Topic:
SEARCH AND SEIZURE; PROBATION; EX-CONVICTS; PAROLE;
Location:
PAROLE; PROBATION; SEARCH AND SEIZURE;
Scope:
Court Cases;

OLR Research Report


January 8, 2002

 

2002-R-0005

SEARCH WAIVERS FOR PAROLEES AND PROBATIONERS

By: Susan Price-Livingston, Associate Attorney

You asked (1) whether probationers must consent to warrantless searches as a condition of program participation and (2) if the same requirement applies to people on parole.

SUMMARY

Probationers, but not parolees, must agree to submit to searches of their person, possessions, vehicles, or residences throughout the period that they are under state supervision. Probation office policy and procedures require probation officers to have a reasonable suspicion that the search will turn up evidence that the person is or has violated a condition of probation and get a supervisor's permission to conduct the search.

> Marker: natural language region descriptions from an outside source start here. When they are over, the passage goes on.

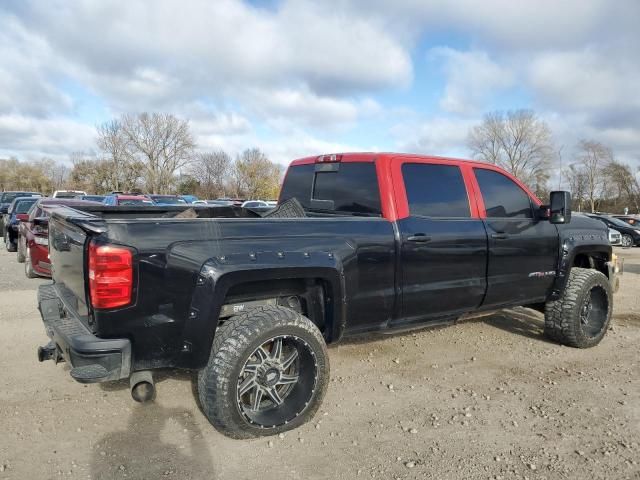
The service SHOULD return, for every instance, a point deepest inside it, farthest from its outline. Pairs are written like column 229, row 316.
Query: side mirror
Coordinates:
column 560, row 207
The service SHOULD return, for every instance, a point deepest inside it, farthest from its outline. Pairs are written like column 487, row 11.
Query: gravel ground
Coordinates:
column 488, row 399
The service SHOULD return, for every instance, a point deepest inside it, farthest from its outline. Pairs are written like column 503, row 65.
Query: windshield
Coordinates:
column 23, row 206
column 169, row 200
column 8, row 197
column 618, row 222
column 134, row 201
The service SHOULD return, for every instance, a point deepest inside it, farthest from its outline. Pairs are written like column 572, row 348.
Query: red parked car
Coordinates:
column 33, row 236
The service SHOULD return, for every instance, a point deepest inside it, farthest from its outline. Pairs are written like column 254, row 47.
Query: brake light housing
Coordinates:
column 332, row 158
column 110, row 276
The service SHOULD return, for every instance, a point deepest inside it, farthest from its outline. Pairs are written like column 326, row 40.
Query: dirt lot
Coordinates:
column 487, row 398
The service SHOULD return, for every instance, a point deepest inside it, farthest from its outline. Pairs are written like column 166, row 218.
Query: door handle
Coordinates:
column 419, row 237
column 499, row 236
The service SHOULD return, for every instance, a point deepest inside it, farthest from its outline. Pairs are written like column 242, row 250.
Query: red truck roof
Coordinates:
column 391, row 184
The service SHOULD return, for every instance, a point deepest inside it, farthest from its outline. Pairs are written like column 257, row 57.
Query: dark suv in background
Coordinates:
column 7, row 197
column 630, row 233
column 16, row 212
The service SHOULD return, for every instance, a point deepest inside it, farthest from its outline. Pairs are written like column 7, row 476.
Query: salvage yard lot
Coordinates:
column 487, row 398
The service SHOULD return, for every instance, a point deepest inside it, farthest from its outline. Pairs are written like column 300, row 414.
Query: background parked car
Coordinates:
column 33, row 236
column 18, row 209
column 615, row 237
column 167, row 199
column 234, row 201
column 124, row 199
column 630, row 219
column 257, row 205
column 7, row 197
column 68, row 193
column 189, row 198
column 92, row 198
column 630, row 235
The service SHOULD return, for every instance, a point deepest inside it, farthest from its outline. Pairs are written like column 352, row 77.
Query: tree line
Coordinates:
column 522, row 143
column 156, row 153
column 152, row 153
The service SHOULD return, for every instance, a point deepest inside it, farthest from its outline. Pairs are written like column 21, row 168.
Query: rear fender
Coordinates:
column 220, row 274
column 572, row 246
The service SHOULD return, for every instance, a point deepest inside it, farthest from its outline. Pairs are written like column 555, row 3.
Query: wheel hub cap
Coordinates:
column 277, row 381
column 270, row 377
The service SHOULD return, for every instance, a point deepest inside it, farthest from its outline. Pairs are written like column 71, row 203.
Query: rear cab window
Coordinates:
column 435, row 190
column 503, row 198
column 346, row 188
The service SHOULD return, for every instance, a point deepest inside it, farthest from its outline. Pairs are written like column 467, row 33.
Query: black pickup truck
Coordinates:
column 359, row 242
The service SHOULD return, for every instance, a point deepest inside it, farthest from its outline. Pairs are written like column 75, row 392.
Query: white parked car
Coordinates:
column 255, row 204
column 68, row 193
column 615, row 237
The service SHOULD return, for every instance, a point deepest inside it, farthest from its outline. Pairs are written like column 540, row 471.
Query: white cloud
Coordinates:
column 158, row 55
column 443, row 136
column 54, row 137
column 471, row 78
column 587, row 80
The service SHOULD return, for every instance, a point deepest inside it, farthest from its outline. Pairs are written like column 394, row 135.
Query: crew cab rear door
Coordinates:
column 443, row 254
column 523, row 249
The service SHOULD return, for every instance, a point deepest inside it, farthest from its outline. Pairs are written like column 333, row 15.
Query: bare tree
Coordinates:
column 160, row 141
column 113, row 142
column 255, row 176
column 211, row 170
column 577, row 182
column 592, row 158
column 621, row 177
column 517, row 141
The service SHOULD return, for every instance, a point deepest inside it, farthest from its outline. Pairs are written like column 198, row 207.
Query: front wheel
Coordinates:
column 8, row 243
column 20, row 255
column 267, row 373
column 581, row 316
column 28, row 266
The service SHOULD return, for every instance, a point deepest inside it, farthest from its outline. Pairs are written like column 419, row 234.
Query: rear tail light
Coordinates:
column 110, row 276
column 333, row 158
column 41, row 240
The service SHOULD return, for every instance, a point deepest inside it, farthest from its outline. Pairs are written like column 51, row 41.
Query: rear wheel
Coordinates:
column 8, row 243
column 20, row 255
column 28, row 266
column 580, row 318
column 267, row 373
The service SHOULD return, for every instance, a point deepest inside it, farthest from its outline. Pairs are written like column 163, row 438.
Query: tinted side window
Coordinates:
column 352, row 187
column 502, row 197
column 435, row 190
column 297, row 184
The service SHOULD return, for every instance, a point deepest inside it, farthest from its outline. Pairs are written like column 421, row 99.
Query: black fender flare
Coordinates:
column 219, row 274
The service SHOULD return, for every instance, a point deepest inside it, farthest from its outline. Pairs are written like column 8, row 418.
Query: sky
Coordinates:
column 300, row 77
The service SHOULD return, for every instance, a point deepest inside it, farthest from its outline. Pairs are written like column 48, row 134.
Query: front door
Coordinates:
column 523, row 249
column 443, row 246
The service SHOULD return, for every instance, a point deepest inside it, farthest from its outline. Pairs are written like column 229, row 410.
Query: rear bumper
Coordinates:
column 92, row 359
column 616, row 269
column 40, row 259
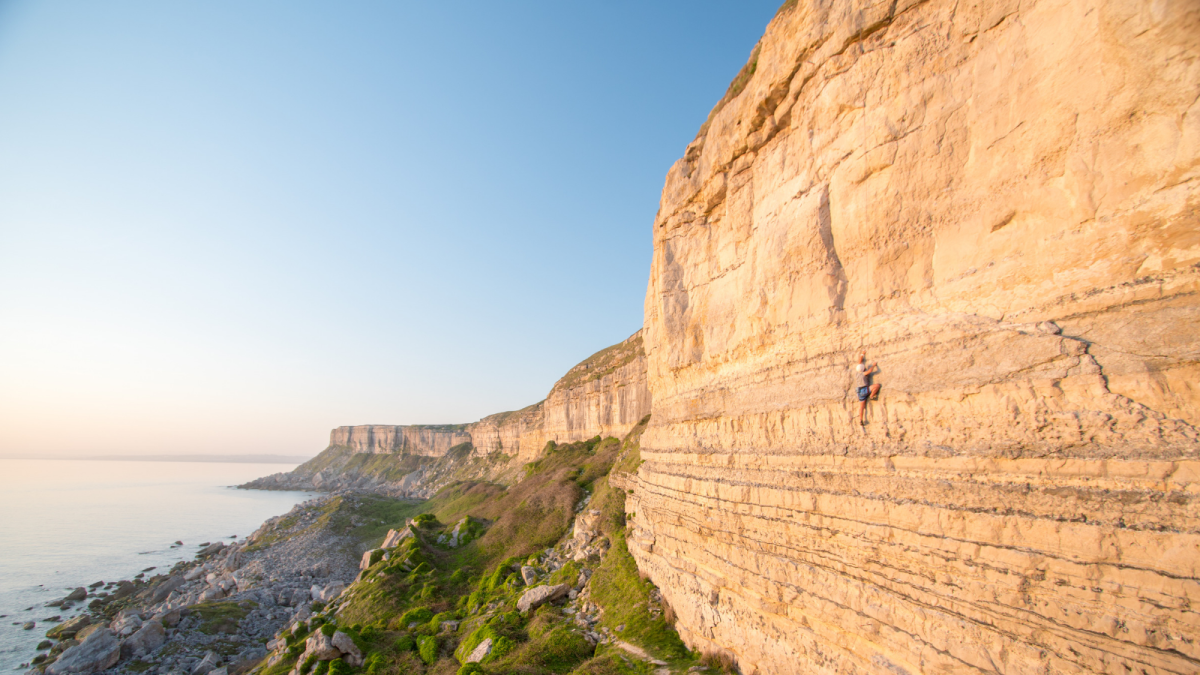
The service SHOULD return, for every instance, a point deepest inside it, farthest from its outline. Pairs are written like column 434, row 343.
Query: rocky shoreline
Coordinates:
column 214, row 614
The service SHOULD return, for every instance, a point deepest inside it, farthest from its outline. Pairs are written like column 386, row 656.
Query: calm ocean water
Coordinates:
column 71, row 523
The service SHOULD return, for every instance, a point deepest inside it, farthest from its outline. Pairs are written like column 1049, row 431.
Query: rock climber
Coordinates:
column 863, row 387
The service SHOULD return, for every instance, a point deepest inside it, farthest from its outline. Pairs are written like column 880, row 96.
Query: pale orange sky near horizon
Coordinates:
column 231, row 228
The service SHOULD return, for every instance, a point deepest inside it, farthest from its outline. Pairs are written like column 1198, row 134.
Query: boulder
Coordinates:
column 331, row 591
column 539, row 596
column 322, row 646
column 529, row 575
column 586, row 525
column 150, row 637
column 168, row 619
column 233, row 561
column 480, row 651
column 207, row 664
column 162, row 591
column 124, row 590
column 210, row 595
column 214, row 548
column 70, row 643
column 70, row 627
column 100, row 651
column 351, row 652
column 395, row 537
column 371, row 557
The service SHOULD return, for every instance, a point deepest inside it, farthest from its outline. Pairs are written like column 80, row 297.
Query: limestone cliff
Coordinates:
column 606, row 394
column 429, row 440
column 999, row 202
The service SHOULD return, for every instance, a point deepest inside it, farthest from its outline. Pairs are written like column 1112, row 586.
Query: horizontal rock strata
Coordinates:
column 999, row 203
column 606, row 394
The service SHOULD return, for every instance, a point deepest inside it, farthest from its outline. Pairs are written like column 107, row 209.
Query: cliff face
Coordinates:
column 999, row 203
column 418, row 440
column 606, row 394
column 517, row 434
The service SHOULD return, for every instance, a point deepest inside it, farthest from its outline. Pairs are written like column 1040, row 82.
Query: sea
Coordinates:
column 66, row 524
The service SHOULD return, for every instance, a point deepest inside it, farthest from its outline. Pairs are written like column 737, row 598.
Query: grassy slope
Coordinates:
column 397, row 607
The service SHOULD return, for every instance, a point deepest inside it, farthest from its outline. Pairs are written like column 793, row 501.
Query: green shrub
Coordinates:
column 427, row 647
column 415, row 615
column 376, row 662
column 501, row 646
column 436, row 622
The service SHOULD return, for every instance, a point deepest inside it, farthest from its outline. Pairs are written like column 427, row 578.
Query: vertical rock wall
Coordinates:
column 519, row 434
column 418, row 440
column 604, row 394
column 999, row 202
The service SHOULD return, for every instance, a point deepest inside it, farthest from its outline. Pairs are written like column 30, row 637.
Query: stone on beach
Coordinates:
column 529, row 575
column 100, row 651
column 207, row 664
column 70, row 627
column 539, row 596
column 150, row 637
column 395, row 537
column 210, row 549
column 480, row 651
column 322, row 646
column 163, row 590
column 351, row 652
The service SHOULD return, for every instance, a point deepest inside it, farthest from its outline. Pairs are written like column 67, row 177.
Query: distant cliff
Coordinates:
column 418, row 440
column 606, row 394
column 999, row 202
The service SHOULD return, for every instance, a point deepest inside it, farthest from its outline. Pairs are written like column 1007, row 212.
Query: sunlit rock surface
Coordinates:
column 999, row 202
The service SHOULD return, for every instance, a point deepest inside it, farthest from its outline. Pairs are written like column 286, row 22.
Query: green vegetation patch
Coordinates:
column 222, row 616
column 601, row 364
column 625, row 598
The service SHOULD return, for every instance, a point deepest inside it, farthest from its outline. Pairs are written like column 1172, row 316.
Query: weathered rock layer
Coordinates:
column 606, row 394
column 999, row 202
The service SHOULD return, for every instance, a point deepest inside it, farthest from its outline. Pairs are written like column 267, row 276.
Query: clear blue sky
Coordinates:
column 227, row 227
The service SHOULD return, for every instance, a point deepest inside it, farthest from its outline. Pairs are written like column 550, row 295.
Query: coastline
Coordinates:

Consent to searches is not a standard condition of release for parolees. But Brian Anderson, legislative liaison for the Parole Board, reports that because parolees have a diminished expectation of privacy, parole officers do conduct warrantless searches without parolees' consent. The Connecticut Appellate Court has ruled that parole officers can search parolees or property in their exclusive control when they suspect that the individual is violating his release terms (State v. Whitfield, 26 Conn. App. 103 (1991)).

We enclose copies of each agency's standard terms of release.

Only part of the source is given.